How is Runway Act One’s update different from its earlier approach?
What is the core promise behind Google Genie2 as described here?
Why are 11 Labs and Mind Search grouped together in the roundup?
Review Questions
- Which pricing numbers in the roundup most directly support the claim that Llama 3.3 70B is cheaper than GPT-4o, and for what token types?
- In the GeoGuessr demo, what kinds of visual evidence does Copilot Live Vision use to guide decisions?

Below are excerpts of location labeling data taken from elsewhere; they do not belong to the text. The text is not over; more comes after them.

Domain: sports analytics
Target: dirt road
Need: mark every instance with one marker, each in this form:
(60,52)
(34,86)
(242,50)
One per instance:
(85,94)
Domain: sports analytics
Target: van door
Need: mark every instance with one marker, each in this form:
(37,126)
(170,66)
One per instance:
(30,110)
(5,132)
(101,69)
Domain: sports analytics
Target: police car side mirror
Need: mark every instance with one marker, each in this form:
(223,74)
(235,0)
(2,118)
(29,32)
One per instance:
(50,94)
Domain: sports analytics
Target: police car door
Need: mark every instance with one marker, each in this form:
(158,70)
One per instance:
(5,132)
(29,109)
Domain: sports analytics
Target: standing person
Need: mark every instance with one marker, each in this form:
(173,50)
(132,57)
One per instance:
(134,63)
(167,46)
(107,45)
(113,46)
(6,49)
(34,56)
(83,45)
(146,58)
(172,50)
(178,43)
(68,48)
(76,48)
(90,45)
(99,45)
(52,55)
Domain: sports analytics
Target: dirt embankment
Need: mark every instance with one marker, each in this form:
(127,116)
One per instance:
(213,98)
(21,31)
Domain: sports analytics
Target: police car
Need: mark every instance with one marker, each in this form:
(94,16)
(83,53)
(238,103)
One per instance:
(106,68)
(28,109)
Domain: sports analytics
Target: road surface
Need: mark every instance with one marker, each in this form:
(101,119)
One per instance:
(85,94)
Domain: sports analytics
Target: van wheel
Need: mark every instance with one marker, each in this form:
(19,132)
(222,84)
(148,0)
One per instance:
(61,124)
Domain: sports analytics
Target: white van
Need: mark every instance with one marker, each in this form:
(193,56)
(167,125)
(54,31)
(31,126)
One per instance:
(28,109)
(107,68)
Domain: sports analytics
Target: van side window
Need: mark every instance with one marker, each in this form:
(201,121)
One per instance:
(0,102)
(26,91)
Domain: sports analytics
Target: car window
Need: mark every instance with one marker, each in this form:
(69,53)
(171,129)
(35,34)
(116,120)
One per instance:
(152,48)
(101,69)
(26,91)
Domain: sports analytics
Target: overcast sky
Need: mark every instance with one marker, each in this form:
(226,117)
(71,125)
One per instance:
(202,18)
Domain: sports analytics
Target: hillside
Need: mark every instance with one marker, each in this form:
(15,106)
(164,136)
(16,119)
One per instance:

- What distinguishes Runway Act One’s new video-based acting transposition from its earlier image-based version?
Key Points
- 1
Llama 3.3 70B is presented as near–state-of-the-art in quality while being far cheaper than GPT-4o, with quoted input pricing of $0.10 per 1M tokens versus $2.50 and output pricing of $0.40 per 1M tokens versus $10.
- 2
Meta’s Llama 3.3 70B is positioned as fully open source and available via Meta and Hugging Face links, with both local and API-based usage options.
- 3
Microsoft Copilot’s Live Vision enables real-time screen understanding, letting users show Copilot what they’re doing and receive guidance as they interact with apps and games.
- 4
Interactive motion control is emerging in AI video workflows, with “motion prompting” demos that respond to mouse dragging and shaking to drive physics-like changes.
- 5
Runway Act One’s update shifts from acting-on-images to acting-on-video, layering facial and hand performance onto moving background footage.
- 6
11 Labs offers a business-oriented platform for building conversational AI agents quickly, emphasizing build/test/deploy and integrations for websites and apps.
- 7
Google’s Genie2 is described as a diffusion world model that generates interactive, real-time “gameplay” from commands and can maintain short-term world consistency (about a minute).